As most revolutions go, it was, no, it is a reaction to a fundamental wrong. Something within the world is not right. Something must be done. Things are being done. Things will continue to be done. Despite all the wrong, things are becoming right. From community gardens to national revivals, the spirit is moving.

Aslan is on the prowl.

In the book of the Acts of the Apostles (or the Spirit) a beautiful narrative unfolds of the early Christians reacting to the wrongs of their day. Famine, poverty, religious persecution, religious abuses, bad government, human rights violations, things completely exclusive to that place and that time. As a result of their actions and openness to the Spirit, reconciliation was made known throughout the Roman world.

As a result of their actions and openness to the Spirit, reconciliation was made known.

As a result of their actions and openness to the Spirit...

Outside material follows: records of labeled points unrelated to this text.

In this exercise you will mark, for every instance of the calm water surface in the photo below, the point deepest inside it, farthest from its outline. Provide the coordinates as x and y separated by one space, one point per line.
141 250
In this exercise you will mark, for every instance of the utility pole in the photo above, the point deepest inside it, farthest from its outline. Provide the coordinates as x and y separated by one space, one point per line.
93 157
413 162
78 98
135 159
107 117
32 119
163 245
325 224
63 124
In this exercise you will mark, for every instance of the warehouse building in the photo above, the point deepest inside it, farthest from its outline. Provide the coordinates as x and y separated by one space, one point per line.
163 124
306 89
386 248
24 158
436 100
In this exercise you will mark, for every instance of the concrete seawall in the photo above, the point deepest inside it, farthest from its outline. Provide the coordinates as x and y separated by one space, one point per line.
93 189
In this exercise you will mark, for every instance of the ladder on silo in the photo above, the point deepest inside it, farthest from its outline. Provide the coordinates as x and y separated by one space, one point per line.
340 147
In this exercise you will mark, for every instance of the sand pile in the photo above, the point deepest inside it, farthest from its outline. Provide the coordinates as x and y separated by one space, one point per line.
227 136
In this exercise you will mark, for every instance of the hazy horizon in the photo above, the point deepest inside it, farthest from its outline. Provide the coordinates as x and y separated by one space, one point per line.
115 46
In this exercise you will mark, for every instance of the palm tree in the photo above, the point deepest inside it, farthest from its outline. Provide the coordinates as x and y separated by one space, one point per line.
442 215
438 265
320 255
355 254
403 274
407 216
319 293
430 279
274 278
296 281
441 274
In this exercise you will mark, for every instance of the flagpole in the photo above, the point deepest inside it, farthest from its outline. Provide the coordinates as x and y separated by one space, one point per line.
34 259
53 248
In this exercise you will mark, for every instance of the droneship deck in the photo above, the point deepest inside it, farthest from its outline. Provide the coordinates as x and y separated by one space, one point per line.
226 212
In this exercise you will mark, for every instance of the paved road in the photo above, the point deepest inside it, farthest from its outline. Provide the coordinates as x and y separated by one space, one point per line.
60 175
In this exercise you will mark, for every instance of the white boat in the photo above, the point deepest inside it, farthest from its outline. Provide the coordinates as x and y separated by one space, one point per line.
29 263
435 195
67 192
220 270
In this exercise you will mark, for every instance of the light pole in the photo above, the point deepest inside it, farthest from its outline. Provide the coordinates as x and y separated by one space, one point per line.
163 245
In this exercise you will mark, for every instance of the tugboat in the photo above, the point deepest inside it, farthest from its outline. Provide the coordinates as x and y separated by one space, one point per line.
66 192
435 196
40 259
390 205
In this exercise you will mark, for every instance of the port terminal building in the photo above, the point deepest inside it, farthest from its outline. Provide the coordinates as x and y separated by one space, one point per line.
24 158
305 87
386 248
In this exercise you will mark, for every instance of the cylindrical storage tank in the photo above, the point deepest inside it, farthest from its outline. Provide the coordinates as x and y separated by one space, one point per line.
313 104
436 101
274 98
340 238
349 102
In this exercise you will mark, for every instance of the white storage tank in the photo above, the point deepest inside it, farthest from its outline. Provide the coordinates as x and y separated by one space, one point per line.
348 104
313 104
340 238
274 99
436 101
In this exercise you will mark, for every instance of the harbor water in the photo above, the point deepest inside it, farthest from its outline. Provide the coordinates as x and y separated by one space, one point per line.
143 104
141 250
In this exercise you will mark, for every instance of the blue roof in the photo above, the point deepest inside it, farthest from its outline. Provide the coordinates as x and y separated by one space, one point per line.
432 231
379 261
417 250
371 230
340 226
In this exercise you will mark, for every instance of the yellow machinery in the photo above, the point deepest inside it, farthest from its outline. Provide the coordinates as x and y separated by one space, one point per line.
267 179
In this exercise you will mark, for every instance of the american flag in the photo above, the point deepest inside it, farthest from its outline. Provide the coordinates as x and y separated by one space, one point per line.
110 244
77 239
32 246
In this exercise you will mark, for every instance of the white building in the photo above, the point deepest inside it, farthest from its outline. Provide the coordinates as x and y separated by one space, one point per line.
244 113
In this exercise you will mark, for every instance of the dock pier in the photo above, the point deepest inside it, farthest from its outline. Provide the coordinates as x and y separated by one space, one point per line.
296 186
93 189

Which was a reaction to the broken, restoration came down to the community. People were made aware of this Jesus and His sacrifice and they wanted it because of what was being done.

This totally tweaked the Jewish leaders whose system was built on adhering to very specific rights and rituals that had to be followed to the "t" in order to find favor with God. As if God's favor was something to be earned like a merit badge to display for all to see. Something to feel better about themselves by. To say to the world, "Because I do righteous deeds, I am righteous." Or, I am good, because I do good.

Like a boy scout.

No offense to any scout or scout-like people, but the idea to do good simply because it's a duty and it makes you feel good is a totally twisted way of doing things. Helping an elderly woman cross the street is the right thing to do, so it is done. Not because you feel compassion for her physical state. Not because streets can be dangerous and you are moved to protect her. But because it is the right thing to do. And when the event is retold how Mr.s Murphy was aided across the street, pride swells inside. Another badge is awarded. Applause resounds throughout the hall.

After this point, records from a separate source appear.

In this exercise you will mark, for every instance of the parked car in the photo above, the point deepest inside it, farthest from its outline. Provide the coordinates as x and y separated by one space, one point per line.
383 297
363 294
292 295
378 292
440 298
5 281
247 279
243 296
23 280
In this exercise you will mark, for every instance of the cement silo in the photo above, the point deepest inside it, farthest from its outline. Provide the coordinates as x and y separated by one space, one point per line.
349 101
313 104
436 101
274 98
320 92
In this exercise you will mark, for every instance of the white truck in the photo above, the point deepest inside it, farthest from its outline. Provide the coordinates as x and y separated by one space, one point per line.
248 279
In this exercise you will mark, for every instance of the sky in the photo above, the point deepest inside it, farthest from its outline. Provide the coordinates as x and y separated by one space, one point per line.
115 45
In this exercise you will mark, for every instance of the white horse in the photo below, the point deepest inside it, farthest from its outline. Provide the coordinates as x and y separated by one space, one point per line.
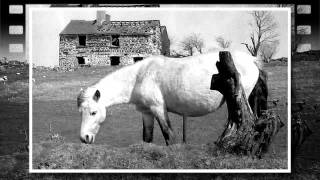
158 85
4 79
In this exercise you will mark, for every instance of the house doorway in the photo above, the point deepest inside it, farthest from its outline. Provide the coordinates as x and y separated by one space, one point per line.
115 60
136 59
81 60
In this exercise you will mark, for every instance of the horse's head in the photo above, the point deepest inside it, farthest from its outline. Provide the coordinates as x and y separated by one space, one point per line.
93 114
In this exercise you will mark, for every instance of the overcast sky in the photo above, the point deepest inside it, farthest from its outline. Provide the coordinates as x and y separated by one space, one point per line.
47 23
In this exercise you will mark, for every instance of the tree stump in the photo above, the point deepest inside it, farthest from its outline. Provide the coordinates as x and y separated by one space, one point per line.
244 133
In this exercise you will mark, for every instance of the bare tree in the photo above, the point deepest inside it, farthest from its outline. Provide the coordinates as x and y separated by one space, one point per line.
297 38
268 50
223 43
263 31
191 42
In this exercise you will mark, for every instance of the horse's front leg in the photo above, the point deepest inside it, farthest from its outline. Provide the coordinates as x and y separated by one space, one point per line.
162 117
148 125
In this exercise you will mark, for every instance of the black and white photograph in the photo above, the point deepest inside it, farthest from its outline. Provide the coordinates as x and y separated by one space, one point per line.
159 89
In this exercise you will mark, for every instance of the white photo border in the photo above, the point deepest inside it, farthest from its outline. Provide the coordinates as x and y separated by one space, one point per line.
288 170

Then what? Another good deed? More help for Mrs. Murphy? What is the motivation? It becomes a shallow deed. An action done just because it was the right thing to do. An action done with an expected reward. Compensation for a job well done.

In God's economy good deeds/righteous acts are done in reaction to grace. This is something the early church knew well. They were given something completely new and astounding; a personal relationship with the Living Creator of all. How could you not want to spread the love? Their lives became changed into a reflection of the love they had been shown (like the moon to the sun). They operated in a relationship to humanity that was triune in nature. When the Giver gave to fill a need, nothing was expected in return. No debt was incurred. There was no one saying, "You owe me one." This was distinct in the fact that, unlike the world, there was no notion of "one good deed deserves another." They gave and loved because it became an integral part of who they were. Their lives echoed God's redemptive purposes.

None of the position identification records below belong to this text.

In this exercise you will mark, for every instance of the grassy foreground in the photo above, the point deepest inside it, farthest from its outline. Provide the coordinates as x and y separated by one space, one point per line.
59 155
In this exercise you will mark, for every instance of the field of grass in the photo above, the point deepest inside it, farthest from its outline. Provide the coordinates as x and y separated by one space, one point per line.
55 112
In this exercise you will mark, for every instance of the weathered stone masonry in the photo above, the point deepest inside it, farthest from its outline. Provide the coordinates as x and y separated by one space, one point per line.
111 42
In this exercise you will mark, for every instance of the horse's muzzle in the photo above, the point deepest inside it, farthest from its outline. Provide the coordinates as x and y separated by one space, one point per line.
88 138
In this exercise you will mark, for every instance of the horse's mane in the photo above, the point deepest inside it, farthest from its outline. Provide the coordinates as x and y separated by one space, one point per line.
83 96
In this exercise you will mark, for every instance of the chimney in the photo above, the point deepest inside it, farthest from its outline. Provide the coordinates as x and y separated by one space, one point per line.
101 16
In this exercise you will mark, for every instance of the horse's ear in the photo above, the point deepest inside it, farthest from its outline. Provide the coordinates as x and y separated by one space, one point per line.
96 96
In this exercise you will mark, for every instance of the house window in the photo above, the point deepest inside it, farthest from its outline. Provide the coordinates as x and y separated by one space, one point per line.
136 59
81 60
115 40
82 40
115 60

I have been moved by this notion. That the Spirit is moving through the Body. He is actively changing people to reflect the love of the Father. Not to gain praise and recognition for good deeds, but to right the wrongs of this world. To reconcile all creation to Himself. My trip is not to be taken lightly. It is not a chance to add to my spiritual resume. I have become increasingly aware that this trip is God allowing me to observe and to partake in His plan of redemption for Nepal (and more generally the world). In doing so, my perspective on life has changed. I have, in a sense, killed my inner boyscout. I am open to what the Spirit has in store for this trip. I'm open to what He has in store for the rest of my life. God has reached out and stretched me through this process. It hurt. There is no easy way to kill a boyscout. Looking back, it has taken two years to reach the point to where I was even close to being ready for this. God works in wonderful ways.

God is sovereigns. The Spirit is moving. Let us reflect the Son.